If I wanted to be accomodating, I would have been born a couch.
T got invited to a birthday party for her friend Giorgia's brother. The lucky duck had his party at a rented a villa with a pool with six dozen or so of his closest friends.  I think we have officially become parents of a teenager with a social life that surpasses anything we ever got to do.


If there is a pool and you are 18, it doesn't matter if it's September.
the man of the hour
T also joined the school newspaper. This is not only a good extracuricular activity for her college applications, but, in practice, it is where the intellectuals of her school gather in an abbandoned building with vodka and cigarettes. To paint a clear picture for you, this is a situation in which people wear berets without irony. It is a given that they will hail her as their queen because she can write the English column that will give their little project credibility and panache. I spent three hours not finding her suitable t-shirts or a party dress at H&M, which just goes to show you that 37 hours of back to school shopping during the summer will not save you from hearing the dreaded words, "Mooooom, I have nothing to wear."

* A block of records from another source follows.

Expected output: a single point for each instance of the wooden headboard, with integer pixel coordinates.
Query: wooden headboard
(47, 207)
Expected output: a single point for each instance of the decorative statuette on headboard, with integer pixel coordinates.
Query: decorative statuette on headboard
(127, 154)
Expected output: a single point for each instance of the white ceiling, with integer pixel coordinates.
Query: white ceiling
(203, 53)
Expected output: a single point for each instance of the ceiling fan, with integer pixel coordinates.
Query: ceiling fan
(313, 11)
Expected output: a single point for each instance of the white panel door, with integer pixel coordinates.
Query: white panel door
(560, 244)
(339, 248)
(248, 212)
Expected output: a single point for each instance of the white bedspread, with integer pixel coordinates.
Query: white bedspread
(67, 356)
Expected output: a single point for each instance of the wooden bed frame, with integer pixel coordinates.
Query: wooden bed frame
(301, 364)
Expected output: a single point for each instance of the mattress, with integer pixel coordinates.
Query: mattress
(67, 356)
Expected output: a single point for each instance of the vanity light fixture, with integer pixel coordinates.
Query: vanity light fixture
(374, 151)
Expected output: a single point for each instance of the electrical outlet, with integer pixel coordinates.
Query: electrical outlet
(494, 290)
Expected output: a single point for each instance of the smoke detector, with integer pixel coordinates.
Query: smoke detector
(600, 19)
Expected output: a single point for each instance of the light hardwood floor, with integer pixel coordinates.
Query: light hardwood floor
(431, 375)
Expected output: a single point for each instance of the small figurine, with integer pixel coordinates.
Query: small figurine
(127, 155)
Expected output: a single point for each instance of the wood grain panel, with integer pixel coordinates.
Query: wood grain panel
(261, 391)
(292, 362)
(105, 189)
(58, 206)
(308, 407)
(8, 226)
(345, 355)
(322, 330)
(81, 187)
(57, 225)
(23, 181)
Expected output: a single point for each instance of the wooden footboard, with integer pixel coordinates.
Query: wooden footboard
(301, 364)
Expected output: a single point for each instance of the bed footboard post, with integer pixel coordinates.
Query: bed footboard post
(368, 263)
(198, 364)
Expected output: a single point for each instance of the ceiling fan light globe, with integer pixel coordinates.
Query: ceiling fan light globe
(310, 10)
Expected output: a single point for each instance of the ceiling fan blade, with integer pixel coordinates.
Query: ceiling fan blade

Also, there is this weird guy that T complains about who whenever he sees her walking on the walls or in town, greets her like he knows her well. He doesn't. And his not a kid. He is like 30 years old. He is always with some older guys who may or may not be Italian. Maybe they are some older guys he works with. He always points at her as if he is telling his friends that he bets he can get her to wave back at him. It is some sick perverted game he probably plays on girls all day long. Anyway, I have been after T to identify him to me. We were in town on a super humid day before school began and she spotted him. And he did his creepy thing. She didn't want me to confront him at first but I wanted to see his face. I asked him for the time at first just to get a visual. I was shaky and weird, I admit it. I really hadn't spoken any Italian to speak of for three days going into this moment. I went back to T, but she seemed surprised that I hadn't confronted him and I didn't want her to feel unsafe so I doubled back to confront him. I told him that he has been upsetting my daughter and that she is only 15. He immediately went crazy and told me that I was wrong about him because he was from Bangladesh and not from Romania. So many folks are super pregiudiced against Romanians here who they believe are thieves and job stealers. In other words even if they get honest jobs, they are thieves. Anyway, I told him I wasn't racist and didn't care where he was from only that I wanted him not to look at my daughter. At that point, one of the older men told me that I was a crazy mother and grabbed my arm and started to shake me. I started screaming hysterically and went to get the police. The police were doing some kind of a bust and said I had to wait. They never came back and the guys got away. It was a fantastic performance, in which I made things worse for everyone. But I tried.